Grosten the year got off to a hot start before COVID-19. Then it slowed way down.
“People don’t invest much when there’s unknowns,” she said.
When limited showings were allowed, people were still uneasy about looking at occupied homes, although vacant homes were popular, Grosten said.
Then, as cases went down, restrictions started to loosen up.
“People here do an amazing job of respecting the science,” she said.
Grosten added there are a number of reasons she thinks the market will remain hot.
First, because of the late start, there will be fall spillover.
Second, since school is by remote, families won’t have to be settled in before September.
Third, businesses have learned during COVID-19 that people don’t have to work in their cubicle thanks to technology. So people can live wherever they want.
Grosten said she joked with a friend that her job is not glamorous.
“It’s mice, mold and septic systems. Bainbridge Island is lovely, but it’s not perfect,” she said with a laugh.
Julie Meyers of Bainbridge Homes said she’s seeing lots of buyers coming out of the big cities like New York, San Francisco, and, as usual, Seattle – mostly in an effort to get away from COVID-19.
“Everybody wants a piece of land around them,” to distance themselves from others, she said, adding at least 50 percent of buyers are mentioning the coronavirus as a reason. “It’s pushing this sense of urgency with buyers.”
As a result, inventory is at a record low – 42 houses instead of the normal 125 in August.
“It’s crazy. Houses on the market get multiple offers. They’re waiving inspections. I’ve never seen anything like this,” in 5 years in the business, she said.
Meyers said people in more-expensive markets can sell their homes and put down a lot of cash to get into high-end homes on the island.
She said it’s a great time to sell a home here, as even overprice homes are being sold.
“We don’t known what’s going to come next year,” she said.
She does know this is the “busiest August I’ve ever worked. We’re all peddling very fast.”
Chris Miller of Coldwell Banker Bain said many of his clients actually already are living on the island. He said they’ve been renting, but they wanted to buy “before they got priced out of the market.”
He also said clients are coming over from Seattle because they can work from home now because of COVID-19 so they no longer have to live close to work.
As for the coronavirus, Miller said it’s taken away from the personal connections real estate agents have with clients.
“A handshake is pretty much gone,” he said, adding they no longer can ride together when looking at houses either.
As for the homes themselves, Miller said many homeowners don’t want to deal with all the restrictions so they will just move out, so Realtors have to stage a home more often.

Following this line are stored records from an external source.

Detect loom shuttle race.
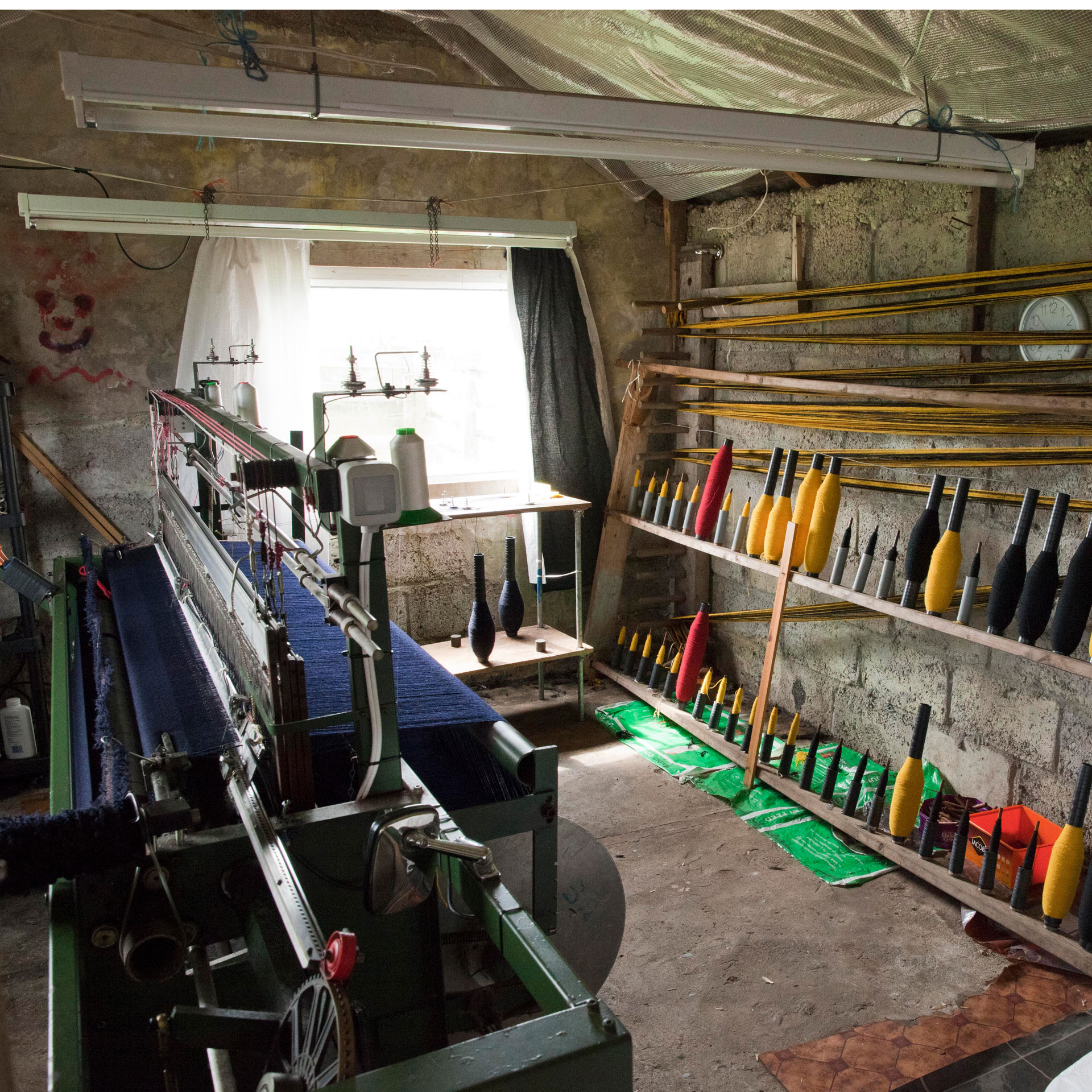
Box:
[0,373,633,1092]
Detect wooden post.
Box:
[791,216,804,288]
[959,185,995,369]
[664,198,687,300]
[584,379,655,660]
[744,521,796,788]
[676,231,717,610]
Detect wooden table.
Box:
[412,493,593,719]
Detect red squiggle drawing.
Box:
[26,363,133,387]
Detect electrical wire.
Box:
[210,11,270,83]
[0,163,190,273]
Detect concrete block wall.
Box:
[684,144,1092,822]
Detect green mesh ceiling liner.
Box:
[394,9,1092,201]
[595,701,941,887]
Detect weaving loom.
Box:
[15,392,631,1092]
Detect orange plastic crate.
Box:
[966,804,1061,888]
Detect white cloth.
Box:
[177,239,313,450]
[1046,1054,1092,1092]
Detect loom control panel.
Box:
[337,458,402,527]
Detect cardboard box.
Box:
[917,793,990,850]
[966,804,1061,888]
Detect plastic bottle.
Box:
[391,428,442,526]
[231,380,262,428]
[0,698,38,759]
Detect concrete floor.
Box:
[484,682,1006,1092]
[0,681,1006,1092]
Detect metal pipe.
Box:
[185,945,236,1092]
[187,448,382,656]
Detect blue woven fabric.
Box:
[224,541,500,730]
[106,546,231,757]
[223,541,527,812]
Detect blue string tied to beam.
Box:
[894,100,1020,212]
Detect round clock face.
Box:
[1020,296,1089,361]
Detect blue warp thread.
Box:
[80,535,129,804]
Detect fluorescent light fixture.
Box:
[61,52,1035,187]
[19,193,577,249]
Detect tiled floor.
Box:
[759,963,1092,1092]
[904,1012,1092,1092]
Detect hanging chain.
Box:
[201,183,216,239]
[425,198,444,267]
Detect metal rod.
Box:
[572,509,584,719]
[187,945,236,1092]
[535,512,546,701]
[0,380,49,755]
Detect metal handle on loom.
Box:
[187,449,383,660]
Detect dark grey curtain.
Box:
[509,247,611,591]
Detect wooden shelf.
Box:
[608,512,1092,679]
[432,493,592,519]
[594,659,1092,974]
[421,626,595,679]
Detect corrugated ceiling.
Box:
[391,9,1092,200]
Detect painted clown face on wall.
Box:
[34,288,95,355]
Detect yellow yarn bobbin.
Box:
[888,758,925,838]
[788,466,822,569]
[1043,824,1085,921]
[804,470,842,572]
[925,531,963,614]
[747,493,773,557]
[762,497,793,564]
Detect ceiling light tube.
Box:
[95,107,1016,188]
[19,193,577,249]
[61,52,1035,180]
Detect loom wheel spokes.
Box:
[266,975,357,1089]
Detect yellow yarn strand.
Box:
[747,493,773,557]
[673,402,1092,437]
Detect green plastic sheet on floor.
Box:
[595,701,941,887]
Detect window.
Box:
[310,266,531,496]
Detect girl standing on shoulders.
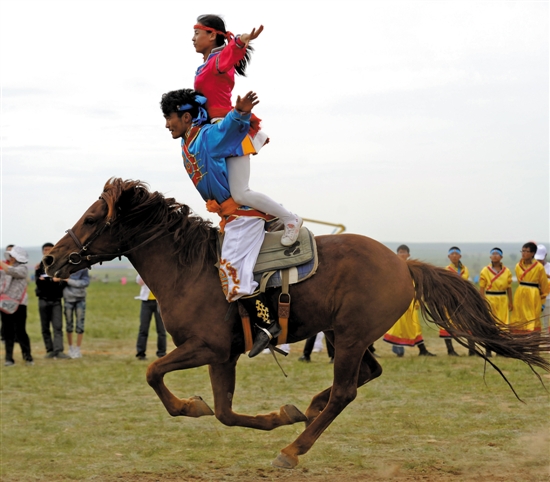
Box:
[479,248,514,356]
[192,15,302,246]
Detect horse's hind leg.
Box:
[272,340,369,469]
[208,357,306,430]
[306,340,382,427]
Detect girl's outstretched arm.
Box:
[235,91,260,114]
[240,25,264,47]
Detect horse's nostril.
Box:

When homeowners stay, they often leave items at the front door like booties and sanitizer; they also ask buyers not to come in if they have a temperature or if they’ve been around someone with COVID-19.
The number of people who can be in a house at the same time during a showing is limited.
“We have to wipe everything down we touch so it’s sanitary,” Miller said.
He said bidding wars are common, and the number of days it takes to sell a home as dropped from 90 years ago to 20 this summer.
“We’ve been spoiled the last several years, but that’s an incredible number,” he said.